2020 Fiscal Year Research-status Report

Development of Interactive Advisory System for Security Export Control

Research Project

Project/Area Number	20K12556
Research Institution	Hokkaido University
Principal Investigator	大林明彦北海道大学, 産学・地域協働推進機構, 教授 (80798124)
Co-Investigator(Kenkyū-buntansha)	RZEPKA Rafal 北海道大学, 情報科学研究院, 助教 (80396316)
Project Period (FY)	2020-04-01 – 2023-03-31
Keywords	人工知能 / 安全保障輸出管理 / オントロジー / 該非判定 / エキスパートシステム / 対話システム / テキスト分類 / 質疑応答
Outline of Annual Research Achievements	During the first year of our project we have managed to build a prototype of our conversational expert system for supporting non-expert in deciding if their research or goods for export are require governmental permission. We have purchased a GPU machine to allow experiments with deep learning and outsourced some programming tasks using grant money. We have prepared and evaluated a dataset containing questions and answers in order to allow experiments with machine learning.
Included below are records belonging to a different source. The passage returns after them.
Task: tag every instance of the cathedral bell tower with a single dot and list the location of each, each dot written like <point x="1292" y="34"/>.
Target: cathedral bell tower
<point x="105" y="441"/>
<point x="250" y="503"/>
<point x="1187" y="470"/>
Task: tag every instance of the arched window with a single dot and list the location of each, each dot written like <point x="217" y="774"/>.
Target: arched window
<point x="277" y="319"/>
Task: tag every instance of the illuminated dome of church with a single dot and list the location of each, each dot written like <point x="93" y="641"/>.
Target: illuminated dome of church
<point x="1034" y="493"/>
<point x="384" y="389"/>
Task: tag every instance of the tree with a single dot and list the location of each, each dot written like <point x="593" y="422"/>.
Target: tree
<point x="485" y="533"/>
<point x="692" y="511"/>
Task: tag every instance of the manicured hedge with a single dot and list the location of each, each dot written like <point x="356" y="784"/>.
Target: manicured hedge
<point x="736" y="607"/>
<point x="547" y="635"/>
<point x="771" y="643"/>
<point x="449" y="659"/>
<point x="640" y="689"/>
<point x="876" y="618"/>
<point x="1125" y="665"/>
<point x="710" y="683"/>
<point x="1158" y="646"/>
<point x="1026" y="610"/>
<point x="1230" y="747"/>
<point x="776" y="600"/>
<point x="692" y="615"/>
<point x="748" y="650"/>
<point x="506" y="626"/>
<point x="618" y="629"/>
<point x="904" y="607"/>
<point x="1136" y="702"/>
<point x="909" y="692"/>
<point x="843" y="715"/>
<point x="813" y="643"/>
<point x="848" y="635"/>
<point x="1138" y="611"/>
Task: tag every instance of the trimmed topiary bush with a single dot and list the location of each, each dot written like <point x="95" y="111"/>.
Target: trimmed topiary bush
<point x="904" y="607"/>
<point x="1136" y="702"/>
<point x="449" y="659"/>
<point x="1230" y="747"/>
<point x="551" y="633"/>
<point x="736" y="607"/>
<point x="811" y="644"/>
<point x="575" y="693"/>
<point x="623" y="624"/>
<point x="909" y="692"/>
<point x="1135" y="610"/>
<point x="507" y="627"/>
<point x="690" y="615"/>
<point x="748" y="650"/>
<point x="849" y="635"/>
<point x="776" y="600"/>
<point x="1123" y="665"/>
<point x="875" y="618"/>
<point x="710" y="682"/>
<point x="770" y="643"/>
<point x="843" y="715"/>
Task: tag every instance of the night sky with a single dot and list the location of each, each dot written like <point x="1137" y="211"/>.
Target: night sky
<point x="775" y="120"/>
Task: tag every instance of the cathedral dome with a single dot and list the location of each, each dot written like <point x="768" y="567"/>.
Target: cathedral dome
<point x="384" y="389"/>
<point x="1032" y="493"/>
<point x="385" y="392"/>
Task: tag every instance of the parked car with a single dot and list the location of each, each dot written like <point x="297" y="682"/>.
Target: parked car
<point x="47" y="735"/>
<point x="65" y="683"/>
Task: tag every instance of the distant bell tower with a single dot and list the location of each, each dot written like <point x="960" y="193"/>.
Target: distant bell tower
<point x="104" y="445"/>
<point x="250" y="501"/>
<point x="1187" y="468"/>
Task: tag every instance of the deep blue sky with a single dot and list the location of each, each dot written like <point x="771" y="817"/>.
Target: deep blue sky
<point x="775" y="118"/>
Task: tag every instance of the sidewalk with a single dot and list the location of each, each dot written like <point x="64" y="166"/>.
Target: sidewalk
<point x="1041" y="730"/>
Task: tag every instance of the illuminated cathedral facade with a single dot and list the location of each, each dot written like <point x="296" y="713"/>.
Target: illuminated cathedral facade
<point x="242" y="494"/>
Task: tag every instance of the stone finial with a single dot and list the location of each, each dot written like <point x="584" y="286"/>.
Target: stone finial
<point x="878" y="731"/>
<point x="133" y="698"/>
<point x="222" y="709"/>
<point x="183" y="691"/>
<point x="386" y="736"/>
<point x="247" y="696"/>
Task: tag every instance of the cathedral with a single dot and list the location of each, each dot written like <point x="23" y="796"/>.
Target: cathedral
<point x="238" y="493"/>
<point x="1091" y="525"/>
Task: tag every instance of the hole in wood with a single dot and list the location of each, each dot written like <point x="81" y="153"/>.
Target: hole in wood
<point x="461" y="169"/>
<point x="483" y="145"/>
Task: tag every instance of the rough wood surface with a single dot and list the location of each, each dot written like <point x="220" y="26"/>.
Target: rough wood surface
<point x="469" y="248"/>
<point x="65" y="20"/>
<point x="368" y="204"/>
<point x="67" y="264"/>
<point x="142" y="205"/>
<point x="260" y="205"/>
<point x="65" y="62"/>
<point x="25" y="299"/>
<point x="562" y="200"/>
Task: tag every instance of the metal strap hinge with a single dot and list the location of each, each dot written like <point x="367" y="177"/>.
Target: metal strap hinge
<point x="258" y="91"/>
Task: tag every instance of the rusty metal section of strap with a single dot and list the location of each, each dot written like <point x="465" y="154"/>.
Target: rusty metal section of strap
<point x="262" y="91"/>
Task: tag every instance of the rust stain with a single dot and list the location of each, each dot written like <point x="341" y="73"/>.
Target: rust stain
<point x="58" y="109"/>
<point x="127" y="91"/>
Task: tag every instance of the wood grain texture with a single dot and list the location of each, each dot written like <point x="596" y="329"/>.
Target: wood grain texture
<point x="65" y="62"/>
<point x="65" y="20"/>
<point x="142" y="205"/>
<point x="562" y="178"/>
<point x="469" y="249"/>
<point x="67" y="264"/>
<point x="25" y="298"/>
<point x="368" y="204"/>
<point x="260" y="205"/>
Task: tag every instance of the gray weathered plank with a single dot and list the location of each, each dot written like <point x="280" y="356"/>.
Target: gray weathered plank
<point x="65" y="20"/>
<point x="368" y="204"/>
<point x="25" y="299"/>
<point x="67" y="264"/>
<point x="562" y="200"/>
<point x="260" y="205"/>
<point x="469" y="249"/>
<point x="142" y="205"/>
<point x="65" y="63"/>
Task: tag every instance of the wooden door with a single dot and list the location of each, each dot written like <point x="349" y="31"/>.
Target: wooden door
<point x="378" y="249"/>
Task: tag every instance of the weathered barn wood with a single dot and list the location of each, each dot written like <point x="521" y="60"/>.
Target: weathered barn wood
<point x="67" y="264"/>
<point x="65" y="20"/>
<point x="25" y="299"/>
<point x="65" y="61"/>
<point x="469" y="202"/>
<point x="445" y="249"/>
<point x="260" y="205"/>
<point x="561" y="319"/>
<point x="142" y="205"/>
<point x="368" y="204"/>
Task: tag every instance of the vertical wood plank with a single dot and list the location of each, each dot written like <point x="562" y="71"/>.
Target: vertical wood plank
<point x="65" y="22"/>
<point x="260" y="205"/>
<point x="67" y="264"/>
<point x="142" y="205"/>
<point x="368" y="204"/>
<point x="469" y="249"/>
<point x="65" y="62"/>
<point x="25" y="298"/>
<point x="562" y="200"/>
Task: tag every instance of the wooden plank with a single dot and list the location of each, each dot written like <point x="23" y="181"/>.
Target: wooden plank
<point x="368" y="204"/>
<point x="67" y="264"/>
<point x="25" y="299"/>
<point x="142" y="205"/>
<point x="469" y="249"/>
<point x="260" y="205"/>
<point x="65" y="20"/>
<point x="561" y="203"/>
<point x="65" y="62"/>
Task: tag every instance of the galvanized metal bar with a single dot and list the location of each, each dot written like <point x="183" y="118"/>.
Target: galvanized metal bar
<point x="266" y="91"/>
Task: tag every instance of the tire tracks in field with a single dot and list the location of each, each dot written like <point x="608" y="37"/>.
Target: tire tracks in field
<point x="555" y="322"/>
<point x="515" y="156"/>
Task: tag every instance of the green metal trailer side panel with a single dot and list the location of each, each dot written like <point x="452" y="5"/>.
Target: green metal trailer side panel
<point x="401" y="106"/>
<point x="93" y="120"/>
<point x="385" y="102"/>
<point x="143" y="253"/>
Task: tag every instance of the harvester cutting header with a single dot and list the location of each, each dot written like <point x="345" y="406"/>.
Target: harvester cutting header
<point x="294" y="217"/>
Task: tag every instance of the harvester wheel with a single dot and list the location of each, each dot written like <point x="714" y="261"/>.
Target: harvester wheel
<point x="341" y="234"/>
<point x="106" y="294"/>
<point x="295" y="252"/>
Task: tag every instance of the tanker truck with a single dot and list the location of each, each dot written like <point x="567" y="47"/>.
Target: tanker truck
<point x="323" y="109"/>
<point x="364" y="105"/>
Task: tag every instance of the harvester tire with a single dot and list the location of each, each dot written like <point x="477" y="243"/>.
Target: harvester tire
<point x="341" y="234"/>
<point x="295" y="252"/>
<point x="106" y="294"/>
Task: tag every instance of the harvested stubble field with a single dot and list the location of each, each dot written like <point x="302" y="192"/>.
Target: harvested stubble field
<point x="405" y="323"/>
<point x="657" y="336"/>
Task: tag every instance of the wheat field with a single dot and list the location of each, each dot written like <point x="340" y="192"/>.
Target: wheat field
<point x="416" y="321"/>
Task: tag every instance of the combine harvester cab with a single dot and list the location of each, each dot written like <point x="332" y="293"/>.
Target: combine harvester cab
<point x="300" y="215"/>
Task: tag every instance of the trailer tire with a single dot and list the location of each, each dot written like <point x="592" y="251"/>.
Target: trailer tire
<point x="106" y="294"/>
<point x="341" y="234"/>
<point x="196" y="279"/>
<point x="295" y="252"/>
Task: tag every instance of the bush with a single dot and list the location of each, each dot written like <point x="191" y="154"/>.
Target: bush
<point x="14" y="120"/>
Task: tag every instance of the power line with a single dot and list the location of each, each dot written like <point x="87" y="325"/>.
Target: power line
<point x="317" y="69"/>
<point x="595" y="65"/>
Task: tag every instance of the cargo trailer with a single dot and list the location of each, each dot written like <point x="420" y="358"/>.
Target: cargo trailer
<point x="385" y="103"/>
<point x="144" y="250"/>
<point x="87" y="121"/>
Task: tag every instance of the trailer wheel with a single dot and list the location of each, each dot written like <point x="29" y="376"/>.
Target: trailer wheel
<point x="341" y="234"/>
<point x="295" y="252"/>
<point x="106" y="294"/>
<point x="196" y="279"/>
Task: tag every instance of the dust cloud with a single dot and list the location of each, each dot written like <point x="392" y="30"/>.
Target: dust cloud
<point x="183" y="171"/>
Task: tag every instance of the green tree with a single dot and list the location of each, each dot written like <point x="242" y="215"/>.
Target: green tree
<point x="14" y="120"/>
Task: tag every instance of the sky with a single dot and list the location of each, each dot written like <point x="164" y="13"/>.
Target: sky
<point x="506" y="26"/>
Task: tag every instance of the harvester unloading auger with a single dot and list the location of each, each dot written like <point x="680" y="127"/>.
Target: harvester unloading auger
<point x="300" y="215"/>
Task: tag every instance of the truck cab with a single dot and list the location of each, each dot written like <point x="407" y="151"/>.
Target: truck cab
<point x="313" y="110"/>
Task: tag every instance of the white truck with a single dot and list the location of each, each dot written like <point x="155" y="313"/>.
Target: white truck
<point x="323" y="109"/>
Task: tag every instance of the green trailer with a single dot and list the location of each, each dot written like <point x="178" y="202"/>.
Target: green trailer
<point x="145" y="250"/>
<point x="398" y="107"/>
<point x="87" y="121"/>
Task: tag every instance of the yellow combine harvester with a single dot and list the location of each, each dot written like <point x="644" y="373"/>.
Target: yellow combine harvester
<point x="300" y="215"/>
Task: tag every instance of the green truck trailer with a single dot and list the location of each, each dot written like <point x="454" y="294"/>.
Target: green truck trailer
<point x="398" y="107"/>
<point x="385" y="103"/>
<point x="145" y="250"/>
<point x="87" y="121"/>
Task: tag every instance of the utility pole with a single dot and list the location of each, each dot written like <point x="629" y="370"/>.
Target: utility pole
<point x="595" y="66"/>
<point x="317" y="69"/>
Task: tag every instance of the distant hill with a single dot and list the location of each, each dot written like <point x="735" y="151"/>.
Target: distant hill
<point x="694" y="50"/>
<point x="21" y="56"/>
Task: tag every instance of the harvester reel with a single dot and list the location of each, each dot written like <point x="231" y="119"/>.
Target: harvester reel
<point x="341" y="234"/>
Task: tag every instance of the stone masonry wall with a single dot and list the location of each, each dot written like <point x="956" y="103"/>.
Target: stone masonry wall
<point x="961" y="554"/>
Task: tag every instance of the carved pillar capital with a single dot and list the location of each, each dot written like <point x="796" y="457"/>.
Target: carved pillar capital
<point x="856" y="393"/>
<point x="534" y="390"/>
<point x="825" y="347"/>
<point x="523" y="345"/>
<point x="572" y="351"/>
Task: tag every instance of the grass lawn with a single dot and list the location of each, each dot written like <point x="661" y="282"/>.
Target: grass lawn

We have also started building seed ontology for the planned large knowledge graph which will contain both controlled Goods/Technologies Matrix Table and external knowledge as Wikipedia or ConceptNet for future potential danger degree calculation. Because both QA and legal regulation texts are comparatively small, machine learning experiments on classifying user input and matrix table categories are still not satisfactory.
Current Status of Research Progress	Current Status of Research Progress 2: Research has progressed on the whole more than it was originally planned. Reason This project combines two approaches - classic artificial intelligence (natural language processing) approach of expert systems which require exact and trustful output, and modern machine learning approach allowing to guess what is the intent of a user who asks the system about controlled goods. As the first step of the first approach we have used Protege ontology editing tool to prepare a seed of a knowledge graph which is supposed to be extended semi-automatically. As the first of the machine learning approach we have implemented a basic research paper analysis tool which accepts a pdf file from the user inside the dialog system. We tested standard text classification methods to allow our system to recognize one of 15 basic topics of the Controlled Goods and Technology Matrix Table. The results are not satisfactory enough for a research paper as most scientific works we have experimented with can only be loosely connected to prohibited items. Also parsing algorithms for pdf files are far from perfect and we need to improve them further. Because our conversational dialog system is meant for accepting any utterance, we have implemented Sentence-BERT, state of the art model to find Matrix Table passages related to the input sentence. This is useful when a user uses synonyms of terms which are not in the Table. However, this approach is not perfect and cannot assure the sufficient relevance, therefore we are currently experimenting with additional knowledge from the ontology containing article numbers and Wikipedia synonyms or CAS numbers for chemical substances.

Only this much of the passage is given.